The advice industry should consider the unintended consequences that might arise if it becomes a recognised profession according to Hon. Justice Sarah Derrington, federal court judge and President of the Australian Law Reform Commission.
Speaking to open the 2021 Professional Planner Licensee Summit in Katoomba Monday morning, Derrington said advisers need to question how they want to be regulated and what broad changes to current arrangements might mean for their advice delivery models.
If advisers want to be regulated on a professional level, she believes, this will probably bring with it a higher level of fiduciary duty than the industry currently owes its clients.
“I’ve noted from the press that professionalism is something that’s really important to you,” Derrington said. “And if that’s the track you want to go down, you’ve got to be careful and think about the unintended consequences of doing that, because you might well find yourself in the same position as the lawyers and the doctors with a new load of fiduciary obligations.”

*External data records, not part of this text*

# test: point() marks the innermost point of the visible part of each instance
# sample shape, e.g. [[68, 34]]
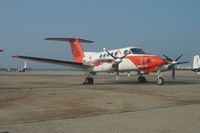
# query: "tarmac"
[[57, 101]]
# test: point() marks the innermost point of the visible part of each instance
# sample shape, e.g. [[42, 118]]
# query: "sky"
[[170, 27]]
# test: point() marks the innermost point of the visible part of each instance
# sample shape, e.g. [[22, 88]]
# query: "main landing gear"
[[141, 79], [160, 80], [88, 80]]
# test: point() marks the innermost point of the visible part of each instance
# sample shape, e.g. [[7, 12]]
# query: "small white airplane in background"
[[195, 67], [117, 60], [22, 69], [196, 64]]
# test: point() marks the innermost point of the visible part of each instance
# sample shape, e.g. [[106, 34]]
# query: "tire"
[[141, 79], [88, 80], [160, 81], [91, 81]]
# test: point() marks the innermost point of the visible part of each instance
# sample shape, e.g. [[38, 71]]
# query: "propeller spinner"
[[173, 63]]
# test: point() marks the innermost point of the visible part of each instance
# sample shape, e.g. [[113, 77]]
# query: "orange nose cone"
[[160, 61]]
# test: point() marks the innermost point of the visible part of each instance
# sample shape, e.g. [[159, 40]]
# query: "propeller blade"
[[178, 58], [173, 73], [181, 62], [167, 58], [110, 54], [117, 77], [124, 56]]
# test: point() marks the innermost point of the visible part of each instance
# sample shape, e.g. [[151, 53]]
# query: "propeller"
[[174, 62], [118, 60]]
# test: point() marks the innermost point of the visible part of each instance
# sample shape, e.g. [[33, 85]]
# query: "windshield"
[[137, 51]]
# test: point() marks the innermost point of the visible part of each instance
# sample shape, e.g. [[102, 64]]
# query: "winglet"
[[69, 40]]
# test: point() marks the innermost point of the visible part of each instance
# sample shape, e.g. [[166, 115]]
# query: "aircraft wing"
[[56, 62]]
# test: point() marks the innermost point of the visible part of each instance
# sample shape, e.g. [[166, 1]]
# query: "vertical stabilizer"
[[76, 48], [196, 62], [25, 64]]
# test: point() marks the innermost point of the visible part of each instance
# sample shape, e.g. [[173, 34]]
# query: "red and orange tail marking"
[[76, 48]]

Many observers regard individual registration for advisers and an unwinding of the current licensing regime as a significant step towards professionalism for the industry. If that comes to pass, Derrington told Professional Planner, advice regulation could take a different shape entirely.
“If [advisers] do look like going down the track of becoming true professionals they’re open to a broader range of ethical duties and obligations that are typically associated with the professions like law and medicine,” she said. “So that’s a question for the industry to think about.”
The way advisers are regulated is central to a review the ALRC is undertaking to simplify and clarify financial services regulation, in particular the Corporations Act. The ALRC is due to hand down the first of three interim reports in November this year before filing its final report in 2023.
The work the ALRC is doing is likely to have a major bearing on the advice industry’s fate. In May ALRC Commissioner Justice Hon. John Middleton said pulling Chapter 7 out of the Corporations Act was “on the table” – a move that will likely prompt a review of whether individual adviser registration would be a better fit for the industry in the long term than the current AFSL model.
If individual adviser registration was legislated and implemented, any subsequent lift in professionalism would also bring with it a higher standard of fiduciary duty, Derrington said, which could “change radically” the structure of advice service deliver.
“It’s not just that you must act in the [client’s] best interests, you must act only in their interests, and not in your own interests,” Derrington explained. “So it’s not just that you must manage conflicts and avoid conflicts, you have two primary duties; not put yourself in a position of conflict with your client, and not to profit from that position.”